Yang is one of my favorite writers working in comics today, and his work is always entertaining and thought-provoking. Shadow Hero is a modern version of the superhero, the Green Turtle–a golden-age character created by Chu F. Hing. The intention, apparently, was that the Green Turtle was supposed to be an overtly Chinese character, but the publishers apparently didn’t want this, so his backstory was never revealed and was always drawn in all of his original appearances with his mask on and often with his face obscured.
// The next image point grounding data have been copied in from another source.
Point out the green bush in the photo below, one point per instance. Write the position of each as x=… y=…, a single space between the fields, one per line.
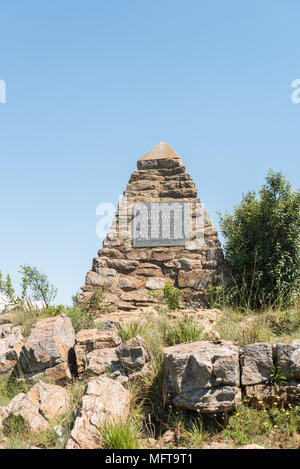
x=181 y=331
x=262 y=244
x=169 y=295
x=119 y=434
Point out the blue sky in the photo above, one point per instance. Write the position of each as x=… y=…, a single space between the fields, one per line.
x=92 y=86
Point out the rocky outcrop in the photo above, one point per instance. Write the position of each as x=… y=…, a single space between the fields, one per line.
x=133 y=354
x=39 y=407
x=102 y=399
x=264 y=396
x=89 y=340
x=130 y=272
x=10 y=347
x=49 y=349
x=203 y=376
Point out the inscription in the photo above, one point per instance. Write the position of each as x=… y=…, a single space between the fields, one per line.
x=160 y=224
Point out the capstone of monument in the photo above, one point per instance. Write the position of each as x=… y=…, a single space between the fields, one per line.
x=161 y=232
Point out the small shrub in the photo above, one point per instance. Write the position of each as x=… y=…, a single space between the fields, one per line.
x=262 y=244
x=181 y=331
x=15 y=426
x=130 y=330
x=170 y=296
x=276 y=377
x=119 y=434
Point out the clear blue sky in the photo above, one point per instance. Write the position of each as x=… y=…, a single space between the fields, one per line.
x=92 y=86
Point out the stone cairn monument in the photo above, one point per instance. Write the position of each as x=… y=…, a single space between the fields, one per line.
x=161 y=232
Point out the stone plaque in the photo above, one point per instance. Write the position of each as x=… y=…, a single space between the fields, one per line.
x=160 y=224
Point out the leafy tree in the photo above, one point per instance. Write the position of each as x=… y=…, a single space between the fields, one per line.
x=6 y=287
x=38 y=284
x=262 y=242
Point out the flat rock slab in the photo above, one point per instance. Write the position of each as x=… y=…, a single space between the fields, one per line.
x=49 y=349
x=256 y=363
x=102 y=399
x=98 y=362
x=287 y=358
x=203 y=376
x=133 y=353
x=88 y=340
x=261 y=395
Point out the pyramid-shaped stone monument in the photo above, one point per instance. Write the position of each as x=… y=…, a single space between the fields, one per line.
x=161 y=232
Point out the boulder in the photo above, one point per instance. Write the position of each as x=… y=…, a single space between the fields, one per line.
x=102 y=399
x=203 y=376
x=133 y=354
x=49 y=349
x=5 y=318
x=256 y=363
x=10 y=348
x=101 y=360
x=5 y=330
x=287 y=359
x=39 y=407
x=103 y=278
x=88 y=340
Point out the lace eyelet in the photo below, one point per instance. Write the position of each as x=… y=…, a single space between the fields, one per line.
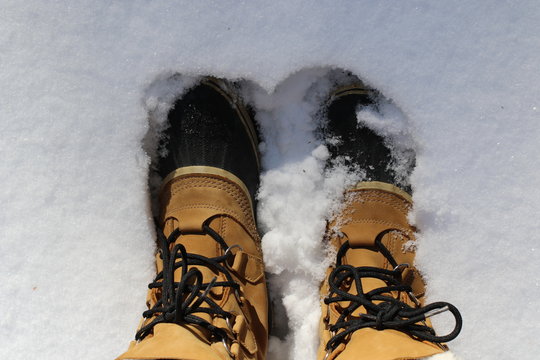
x=227 y=348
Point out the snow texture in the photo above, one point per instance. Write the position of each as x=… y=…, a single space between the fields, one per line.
x=85 y=86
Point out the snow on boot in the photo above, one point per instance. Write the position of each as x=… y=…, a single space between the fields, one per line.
x=209 y=298
x=373 y=307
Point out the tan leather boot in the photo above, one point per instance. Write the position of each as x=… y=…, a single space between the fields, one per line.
x=209 y=298
x=373 y=298
x=373 y=306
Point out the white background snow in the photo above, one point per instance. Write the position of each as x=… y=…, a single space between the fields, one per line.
x=76 y=236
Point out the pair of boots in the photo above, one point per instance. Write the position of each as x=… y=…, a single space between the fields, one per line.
x=209 y=300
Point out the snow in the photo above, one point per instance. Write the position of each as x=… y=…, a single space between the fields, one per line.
x=79 y=81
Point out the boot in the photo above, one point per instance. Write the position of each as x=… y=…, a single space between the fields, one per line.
x=209 y=298
x=373 y=298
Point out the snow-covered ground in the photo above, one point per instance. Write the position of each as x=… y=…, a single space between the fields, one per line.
x=78 y=80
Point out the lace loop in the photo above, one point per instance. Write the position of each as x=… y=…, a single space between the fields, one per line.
x=382 y=309
x=181 y=301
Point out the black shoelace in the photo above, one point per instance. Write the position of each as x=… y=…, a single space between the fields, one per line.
x=388 y=312
x=180 y=301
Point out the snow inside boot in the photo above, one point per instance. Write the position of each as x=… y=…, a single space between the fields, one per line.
x=209 y=298
x=373 y=307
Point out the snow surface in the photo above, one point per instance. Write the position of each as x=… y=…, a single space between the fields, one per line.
x=78 y=82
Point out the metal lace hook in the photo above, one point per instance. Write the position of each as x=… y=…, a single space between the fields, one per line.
x=401 y=267
x=227 y=348
x=232 y=247
x=436 y=312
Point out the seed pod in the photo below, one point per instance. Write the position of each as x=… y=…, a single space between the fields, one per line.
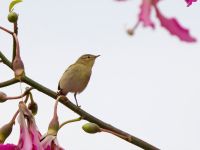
x=12 y=17
x=91 y=128
x=3 y=97
x=18 y=67
x=5 y=131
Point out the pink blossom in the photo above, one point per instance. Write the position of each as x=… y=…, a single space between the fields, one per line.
x=189 y=2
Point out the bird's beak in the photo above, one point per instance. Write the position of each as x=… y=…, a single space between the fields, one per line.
x=97 y=56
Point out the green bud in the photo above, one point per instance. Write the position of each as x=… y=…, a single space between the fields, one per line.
x=33 y=107
x=130 y=32
x=91 y=128
x=3 y=97
x=5 y=131
x=12 y=17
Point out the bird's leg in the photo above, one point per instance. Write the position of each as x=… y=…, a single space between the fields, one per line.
x=76 y=100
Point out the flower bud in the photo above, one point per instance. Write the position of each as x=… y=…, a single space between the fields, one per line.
x=18 y=67
x=91 y=128
x=5 y=131
x=53 y=126
x=12 y=17
x=33 y=107
x=3 y=97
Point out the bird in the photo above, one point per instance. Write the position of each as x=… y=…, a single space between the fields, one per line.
x=76 y=77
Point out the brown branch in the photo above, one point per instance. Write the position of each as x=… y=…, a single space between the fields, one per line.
x=9 y=82
x=85 y=115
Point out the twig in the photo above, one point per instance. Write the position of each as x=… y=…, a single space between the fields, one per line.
x=6 y=30
x=86 y=116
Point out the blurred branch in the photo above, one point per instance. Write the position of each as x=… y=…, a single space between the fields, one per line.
x=9 y=82
x=85 y=115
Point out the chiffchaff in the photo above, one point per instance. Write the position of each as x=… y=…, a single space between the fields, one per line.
x=77 y=75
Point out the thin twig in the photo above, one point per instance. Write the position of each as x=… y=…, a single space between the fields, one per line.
x=20 y=96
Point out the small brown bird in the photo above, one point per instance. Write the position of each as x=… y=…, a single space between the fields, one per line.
x=77 y=75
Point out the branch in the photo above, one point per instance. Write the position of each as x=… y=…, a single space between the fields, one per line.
x=20 y=96
x=85 y=115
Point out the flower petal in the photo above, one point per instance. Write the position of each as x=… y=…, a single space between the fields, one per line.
x=189 y=2
x=145 y=13
x=173 y=26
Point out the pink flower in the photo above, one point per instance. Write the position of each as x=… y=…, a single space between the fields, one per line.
x=170 y=24
x=189 y=2
x=8 y=147
x=50 y=142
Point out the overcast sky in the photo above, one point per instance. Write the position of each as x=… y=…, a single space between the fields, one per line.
x=147 y=85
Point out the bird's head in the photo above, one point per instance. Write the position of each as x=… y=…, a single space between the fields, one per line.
x=87 y=59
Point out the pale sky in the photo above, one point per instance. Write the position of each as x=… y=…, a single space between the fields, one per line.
x=147 y=85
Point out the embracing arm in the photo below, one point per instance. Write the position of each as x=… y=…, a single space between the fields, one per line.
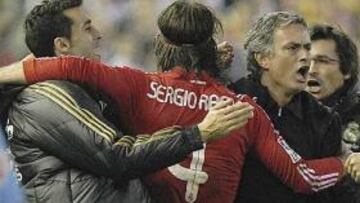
x=82 y=138
x=303 y=176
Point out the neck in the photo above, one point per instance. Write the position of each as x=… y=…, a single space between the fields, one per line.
x=277 y=92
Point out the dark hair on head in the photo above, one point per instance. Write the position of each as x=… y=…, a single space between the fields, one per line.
x=187 y=37
x=345 y=49
x=259 y=39
x=45 y=22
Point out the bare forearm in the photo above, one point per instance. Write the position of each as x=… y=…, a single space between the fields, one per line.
x=12 y=74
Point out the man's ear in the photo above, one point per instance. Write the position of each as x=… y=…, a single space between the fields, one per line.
x=62 y=46
x=263 y=60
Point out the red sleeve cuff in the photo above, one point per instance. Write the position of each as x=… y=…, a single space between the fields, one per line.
x=29 y=71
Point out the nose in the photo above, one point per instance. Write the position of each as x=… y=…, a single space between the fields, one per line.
x=313 y=68
x=305 y=55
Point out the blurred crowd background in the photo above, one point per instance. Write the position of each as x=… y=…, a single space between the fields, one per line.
x=129 y=26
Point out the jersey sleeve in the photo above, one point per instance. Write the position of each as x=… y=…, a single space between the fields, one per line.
x=51 y=120
x=303 y=176
x=115 y=82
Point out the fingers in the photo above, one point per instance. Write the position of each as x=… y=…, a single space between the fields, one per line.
x=221 y=104
x=245 y=112
x=352 y=166
x=235 y=107
x=236 y=126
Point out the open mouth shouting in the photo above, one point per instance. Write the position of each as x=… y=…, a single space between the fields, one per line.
x=313 y=86
x=302 y=73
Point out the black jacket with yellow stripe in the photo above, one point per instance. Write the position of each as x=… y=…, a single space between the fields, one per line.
x=67 y=152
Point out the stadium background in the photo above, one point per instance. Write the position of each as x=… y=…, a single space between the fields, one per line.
x=128 y=26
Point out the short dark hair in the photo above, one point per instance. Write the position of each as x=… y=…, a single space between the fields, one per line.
x=45 y=22
x=187 y=37
x=345 y=49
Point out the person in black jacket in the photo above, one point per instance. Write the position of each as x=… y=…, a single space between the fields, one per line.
x=65 y=150
x=334 y=76
x=278 y=59
x=333 y=81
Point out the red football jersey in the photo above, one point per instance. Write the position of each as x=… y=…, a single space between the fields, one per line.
x=150 y=101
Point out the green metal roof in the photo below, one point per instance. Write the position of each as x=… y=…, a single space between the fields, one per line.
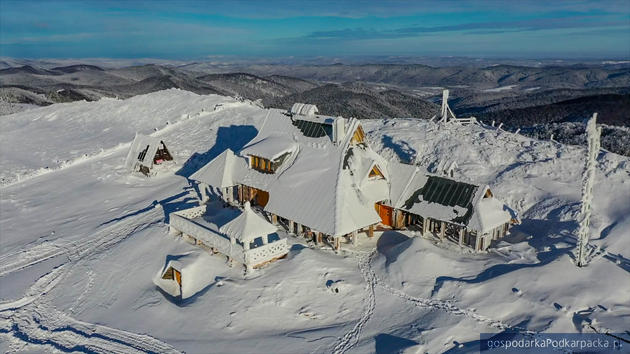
x=445 y=192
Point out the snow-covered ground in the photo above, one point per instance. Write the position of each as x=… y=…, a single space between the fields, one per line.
x=82 y=240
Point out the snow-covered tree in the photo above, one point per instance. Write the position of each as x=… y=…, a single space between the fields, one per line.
x=588 y=180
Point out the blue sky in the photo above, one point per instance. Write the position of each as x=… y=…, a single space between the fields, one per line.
x=205 y=29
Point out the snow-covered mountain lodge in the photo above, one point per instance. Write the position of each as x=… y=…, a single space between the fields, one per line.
x=317 y=176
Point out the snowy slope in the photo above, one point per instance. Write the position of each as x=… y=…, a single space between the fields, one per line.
x=49 y=137
x=81 y=244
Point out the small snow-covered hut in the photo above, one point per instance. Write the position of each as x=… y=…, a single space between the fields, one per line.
x=243 y=236
x=186 y=274
x=145 y=152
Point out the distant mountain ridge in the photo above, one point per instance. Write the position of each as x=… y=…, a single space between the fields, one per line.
x=518 y=96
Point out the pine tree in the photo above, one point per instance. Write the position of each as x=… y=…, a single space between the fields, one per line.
x=588 y=180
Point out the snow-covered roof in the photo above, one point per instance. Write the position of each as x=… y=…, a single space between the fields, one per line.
x=445 y=199
x=321 y=184
x=304 y=109
x=248 y=226
x=139 y=144
x=194 y=268
x=270 y=147
x=489 y=213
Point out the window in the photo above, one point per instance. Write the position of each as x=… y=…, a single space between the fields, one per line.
x=262 y=165
x=376 y=173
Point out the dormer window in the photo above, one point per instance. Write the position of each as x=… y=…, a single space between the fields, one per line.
x=261 y=164
x=358 y=137
x=376 y=173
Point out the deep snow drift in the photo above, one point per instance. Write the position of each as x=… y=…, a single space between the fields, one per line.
x=82 y=240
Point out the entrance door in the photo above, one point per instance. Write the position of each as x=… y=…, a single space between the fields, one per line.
x=386 y=213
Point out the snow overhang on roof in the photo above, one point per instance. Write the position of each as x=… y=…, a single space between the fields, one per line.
x=248 y=226
x=139 y=144
x=270 y=147
x=220 y=171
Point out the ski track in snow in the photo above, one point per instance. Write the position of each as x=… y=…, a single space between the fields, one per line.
x=31 y=320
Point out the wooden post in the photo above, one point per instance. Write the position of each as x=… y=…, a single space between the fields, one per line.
x=425 y=226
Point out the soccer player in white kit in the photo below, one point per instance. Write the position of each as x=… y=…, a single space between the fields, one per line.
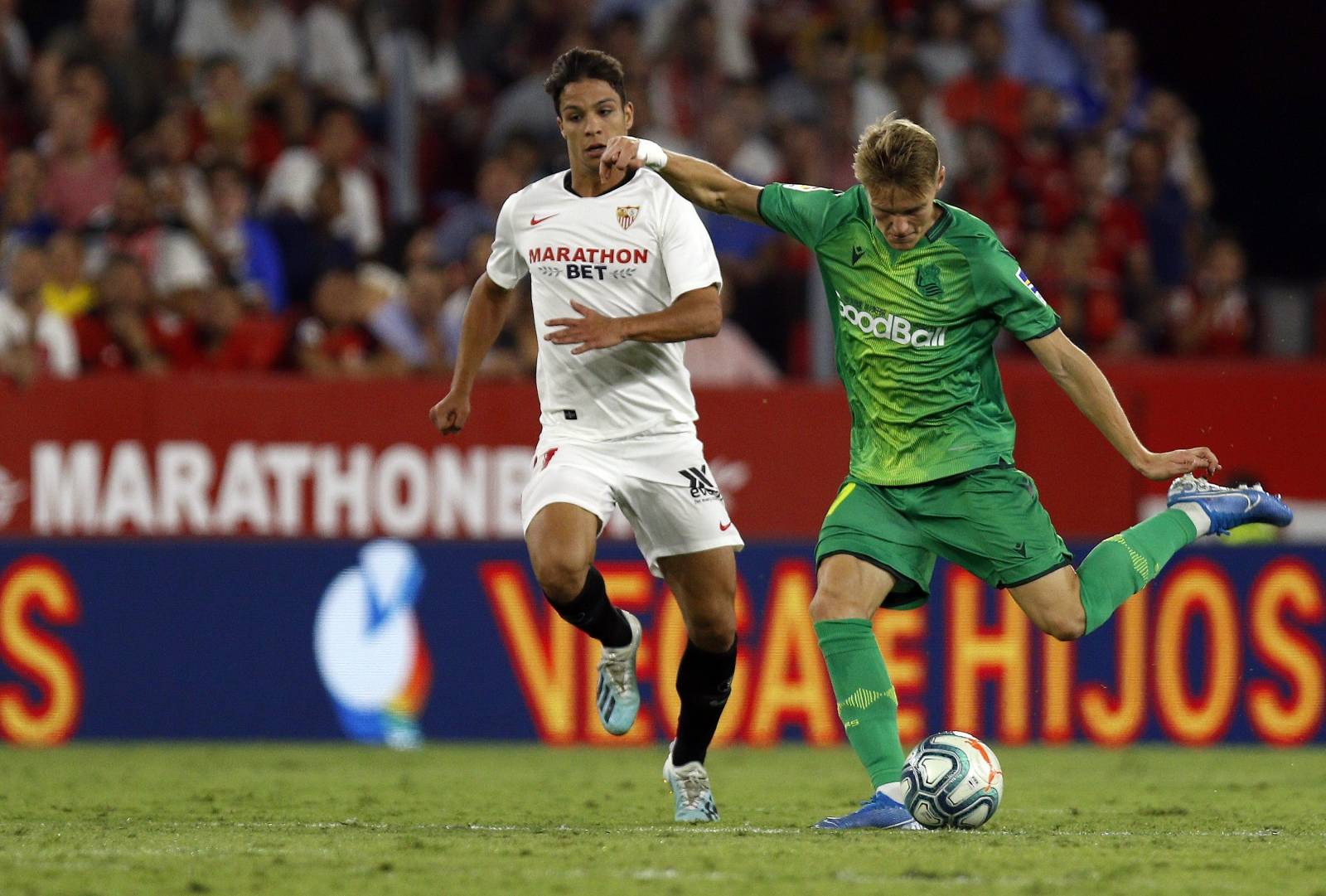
x=622 y=274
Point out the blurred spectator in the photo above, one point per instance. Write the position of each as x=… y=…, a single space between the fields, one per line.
x=1111 y=104
x=106 y=37
x=259 y=33
x=517 y=345
x=687 y=79
x=910 y=95
x=66 y=289
x=86 y=80
x=177 y=185
x=121 y=332
x=340 y=52
x=1212 y=316
x=987 y=94
x=1086 y=293
x=298 y=172
x=23 y=218
x=729 y=358
x=166 y=251
x=472 y=218
x=15 y=55
x=243 y=247
x=333 y=341
x=80 y=181
x=232 y=128
x=312 y=247
x=1175 y=128
x=1164 y=210
x=1122 y=235
x=1049 y=41
x=225 y=337
x=945 y=55
x=985 y=188
x=411 y=323
x=1041 y=166
x=33 y=341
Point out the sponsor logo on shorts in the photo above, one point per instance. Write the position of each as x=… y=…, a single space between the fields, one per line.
x=702 y=487
x=893 y=327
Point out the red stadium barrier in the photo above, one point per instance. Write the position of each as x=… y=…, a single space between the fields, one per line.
x=292 y=458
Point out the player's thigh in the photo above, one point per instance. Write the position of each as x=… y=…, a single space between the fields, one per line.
x=992 y=524
x=849 y=588
x=670 y=497
x=864 y=525
x=564 y=506
x=704 y=585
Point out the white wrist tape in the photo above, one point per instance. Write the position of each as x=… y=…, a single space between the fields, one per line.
x=651 y=154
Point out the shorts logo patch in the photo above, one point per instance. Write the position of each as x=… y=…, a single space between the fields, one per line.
x=702 y=487
x=927 y=281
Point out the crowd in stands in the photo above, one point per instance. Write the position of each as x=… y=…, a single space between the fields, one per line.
x=312 y=186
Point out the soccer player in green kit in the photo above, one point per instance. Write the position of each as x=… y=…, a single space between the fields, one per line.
x=918 y=291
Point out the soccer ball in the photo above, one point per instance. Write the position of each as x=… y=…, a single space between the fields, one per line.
x=952 y=780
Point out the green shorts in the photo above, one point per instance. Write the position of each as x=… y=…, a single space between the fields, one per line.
x=988 y=521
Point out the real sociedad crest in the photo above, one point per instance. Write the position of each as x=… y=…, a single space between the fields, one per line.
x=627 y=215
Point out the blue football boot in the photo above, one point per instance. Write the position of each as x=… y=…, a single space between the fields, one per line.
x=1230 y=506
x=878 y=811
x=618 y=690
x=693 y=798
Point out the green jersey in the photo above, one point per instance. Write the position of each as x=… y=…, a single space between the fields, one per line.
x=915 y=332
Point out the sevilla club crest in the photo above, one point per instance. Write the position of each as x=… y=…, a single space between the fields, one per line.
x=627 y=215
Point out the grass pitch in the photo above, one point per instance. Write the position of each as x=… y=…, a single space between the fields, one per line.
x=527 y=820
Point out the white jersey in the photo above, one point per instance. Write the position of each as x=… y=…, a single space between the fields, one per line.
x=630 y=251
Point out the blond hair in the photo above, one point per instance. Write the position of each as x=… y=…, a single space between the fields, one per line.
x=897 y=153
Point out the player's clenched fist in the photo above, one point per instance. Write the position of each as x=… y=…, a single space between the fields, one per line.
x=450 y=414
x=620 y=155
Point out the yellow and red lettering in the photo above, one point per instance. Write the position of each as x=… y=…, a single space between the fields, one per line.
x=979 y=652
x=899 y=635
x=1197 y=588
x=792 y=685
x=1117 y=720
x=1057 y=663
x=543 y=652
x=32 y=586
x=1288 y=588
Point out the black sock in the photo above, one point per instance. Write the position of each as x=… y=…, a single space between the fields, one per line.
x=703 y=681
x=594 y=614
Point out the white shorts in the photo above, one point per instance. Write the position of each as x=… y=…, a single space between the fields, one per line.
x=662 y=484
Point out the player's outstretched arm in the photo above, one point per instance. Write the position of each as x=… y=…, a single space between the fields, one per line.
x=700 y=182
x=693 y=316
x=1084 y=382
x=484 y=317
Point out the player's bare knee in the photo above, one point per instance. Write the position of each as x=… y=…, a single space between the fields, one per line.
x=713 y=632
x=832 y=602
x=561 y=579
x=1064 y=623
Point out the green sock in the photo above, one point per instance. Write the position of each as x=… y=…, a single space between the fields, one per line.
x=868 y=703
x=1120 y=566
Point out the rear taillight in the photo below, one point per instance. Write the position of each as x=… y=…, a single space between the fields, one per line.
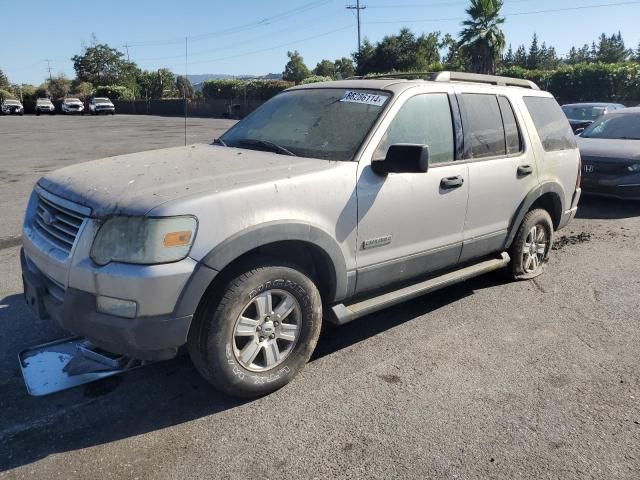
x=579 y=179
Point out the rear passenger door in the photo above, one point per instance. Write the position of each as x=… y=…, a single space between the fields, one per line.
x=502 y=169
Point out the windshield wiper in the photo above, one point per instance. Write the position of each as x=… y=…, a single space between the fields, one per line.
x=251 y=142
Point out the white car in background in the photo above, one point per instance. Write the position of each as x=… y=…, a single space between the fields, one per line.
x=72 y=105
x=11 y=107
x=101 y=105
x=44 y=105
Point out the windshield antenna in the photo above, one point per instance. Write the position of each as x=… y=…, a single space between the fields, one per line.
x=184 y=87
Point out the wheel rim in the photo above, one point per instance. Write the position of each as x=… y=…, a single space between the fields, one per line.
x=535 y=249
x=266 y=330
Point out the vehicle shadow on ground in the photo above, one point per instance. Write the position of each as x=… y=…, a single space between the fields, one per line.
x=162 y=395
x=599 y=208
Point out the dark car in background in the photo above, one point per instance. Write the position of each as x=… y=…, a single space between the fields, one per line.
x=610 y=150
x=581 y=115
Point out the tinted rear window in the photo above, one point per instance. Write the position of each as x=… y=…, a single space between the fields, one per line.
x=484 y=125
x=552 y=125
x=514 y=139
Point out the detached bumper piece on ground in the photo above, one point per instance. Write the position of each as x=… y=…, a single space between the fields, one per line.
x=67 y=363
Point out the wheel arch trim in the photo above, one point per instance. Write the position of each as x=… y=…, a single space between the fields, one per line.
x=551 y=187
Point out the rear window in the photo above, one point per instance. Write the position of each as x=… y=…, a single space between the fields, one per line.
x=553 y=127
x=484 y=125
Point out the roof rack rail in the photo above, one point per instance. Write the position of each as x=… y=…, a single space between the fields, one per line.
x=457 y=77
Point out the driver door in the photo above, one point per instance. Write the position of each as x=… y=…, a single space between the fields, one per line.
x=410 y=224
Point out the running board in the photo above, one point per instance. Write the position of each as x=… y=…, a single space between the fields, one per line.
x=348 y=313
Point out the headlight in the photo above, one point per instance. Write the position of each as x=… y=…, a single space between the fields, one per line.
x=144 y=240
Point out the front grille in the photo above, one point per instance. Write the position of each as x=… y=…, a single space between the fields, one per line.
x=57 y=224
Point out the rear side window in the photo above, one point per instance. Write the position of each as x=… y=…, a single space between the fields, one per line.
x=424 y=119
x=511 y=130
x=552 y=125
x=484 y=125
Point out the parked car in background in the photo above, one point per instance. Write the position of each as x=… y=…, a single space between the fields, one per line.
x=72 y=105
x=610 y=150
x=331 y=200
x=581 y=115
x=44 y=105
x=11 y=107
x=99 y=105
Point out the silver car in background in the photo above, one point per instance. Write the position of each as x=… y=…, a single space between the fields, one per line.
x=72 y=105
x=99 y=105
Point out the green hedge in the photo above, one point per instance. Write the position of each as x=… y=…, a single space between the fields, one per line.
x=612 y=82
x=240 y=89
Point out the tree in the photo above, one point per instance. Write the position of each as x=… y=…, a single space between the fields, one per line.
x=295 y=70
x=102 y=65
x=520 y=57
x=482 y=36
x=183 y=85
x=325 y=68
x=59 y=86
x=82 y=90
x=533 y=59
x=344 y=68
x=4 y=80
x=611 y=49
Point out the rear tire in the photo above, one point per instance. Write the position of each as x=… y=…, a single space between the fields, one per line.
x=257 y=334
x=532 y=245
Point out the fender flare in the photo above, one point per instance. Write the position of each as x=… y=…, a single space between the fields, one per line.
x=552 y=187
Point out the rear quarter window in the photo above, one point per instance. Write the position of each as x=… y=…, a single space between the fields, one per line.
x=552 y=125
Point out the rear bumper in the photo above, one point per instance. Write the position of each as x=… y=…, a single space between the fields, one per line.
x=623 y=192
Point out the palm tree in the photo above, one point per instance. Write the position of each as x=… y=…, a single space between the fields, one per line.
x=482 y=36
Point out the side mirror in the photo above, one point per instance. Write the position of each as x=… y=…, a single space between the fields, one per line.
x=403 y=158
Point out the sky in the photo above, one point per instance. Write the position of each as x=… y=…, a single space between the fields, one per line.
x=252 y=37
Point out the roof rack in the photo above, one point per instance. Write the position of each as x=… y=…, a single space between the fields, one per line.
x=457 y=77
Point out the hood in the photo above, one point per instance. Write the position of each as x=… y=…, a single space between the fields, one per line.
x=136 y=183
x=609 y=149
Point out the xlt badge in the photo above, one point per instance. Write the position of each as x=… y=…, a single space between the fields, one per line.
x=376 y=242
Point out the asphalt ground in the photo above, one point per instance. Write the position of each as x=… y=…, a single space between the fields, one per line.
x=486 y=379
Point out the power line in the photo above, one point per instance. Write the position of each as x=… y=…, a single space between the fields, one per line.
x=237 y=28
x=357 y=8
x=554 y=10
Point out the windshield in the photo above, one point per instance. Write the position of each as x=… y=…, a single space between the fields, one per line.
x=325 y=123
x=583 y=113
x=622 y=127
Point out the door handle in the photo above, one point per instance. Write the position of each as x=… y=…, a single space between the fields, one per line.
x=524 y=170
x=449 y=183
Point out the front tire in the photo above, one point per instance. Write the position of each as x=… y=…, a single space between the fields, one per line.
x=532 y=245
x=257 y=335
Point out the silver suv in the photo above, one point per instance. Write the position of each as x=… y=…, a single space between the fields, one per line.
x=327 y=203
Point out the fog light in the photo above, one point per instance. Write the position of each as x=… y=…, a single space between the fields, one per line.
x=116 y=307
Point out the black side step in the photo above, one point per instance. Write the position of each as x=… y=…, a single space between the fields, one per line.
x=348 y=313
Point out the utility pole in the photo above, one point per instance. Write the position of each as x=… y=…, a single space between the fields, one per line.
x=48 y=67
x=357 y=8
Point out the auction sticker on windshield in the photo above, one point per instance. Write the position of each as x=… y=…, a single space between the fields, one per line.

Shadow Hero takes all that potential backstory and makes it explicit, crafting an exciting tale along the way. Hank Chu is a Chinese-American youth in the late 1930’s, with an interesting power set (he’s a trained fighter and cannot be hit by bullets, but can be killed by other means) who is accompanied by a shadowy Chinese spirit-avatar that only he can see, dealing with both a prejudiced society and legitimate villains. It’s a really fun adventure that has got something interesting to say, but is also totally readable as a straight superhero story. I’d happily read more if there was more available…
…which I just found out there was! Apparently, in 2017, Yang and Liew produced a one-issue follow-up as part of Asian Pacific American Heritage month! It’s short, only 15 pages of story, but hey it’s free and I didn’t know it existed until a minute ago. You can read about it here and follow the links to the book itself.
Speaking of Chinese culture, I also read this week Yun: The Illustrated Story of the Heavenly Man, an adaptation of The Heavenly Man, about and by Brother Yun, which is an amazing story about a Christian in China who suffered intense persecution, was incarcerated, and eventually forced to leave the country.
I’ve never read the actual book, but it’s a pretty gripping account of the man’s story, and it’s well-illustrated. It has a sort of “run-on sentence” feel and could have benefited from being divided into chapters of some sort, but still it’s quite an inspiring look at a man’s faith in Christ and his willingness to suffer for the same. The book is co-written by Paul Hattaway, and the adaptation is by Rico Rival, Nate Butler, Ed Morris and others.
Oh yeah, I also finished reading to my children, The Well of Lost Plots, which is the third Thursday Next story by Jaspar Fforde. They are loving it. It may not be long before we move on to the next installment, Something Rotten. Or alternatively, we could go to The Big Over Easy, which is a spin-off book which is set-up in The Well of Lost Plots, though it was actually written first (but not published until later). If you are into clever, intellectual wit with a literary bent, then these come highly recommended.
My Own Stuff
I have also been pushing forward on some of my own projects, including the final edit of Doug 2: Electric Bus Boogaloo, and the last episode of the audio drama The Hanna Jo Stories, which I recorded ages ago but am still trying to get finished.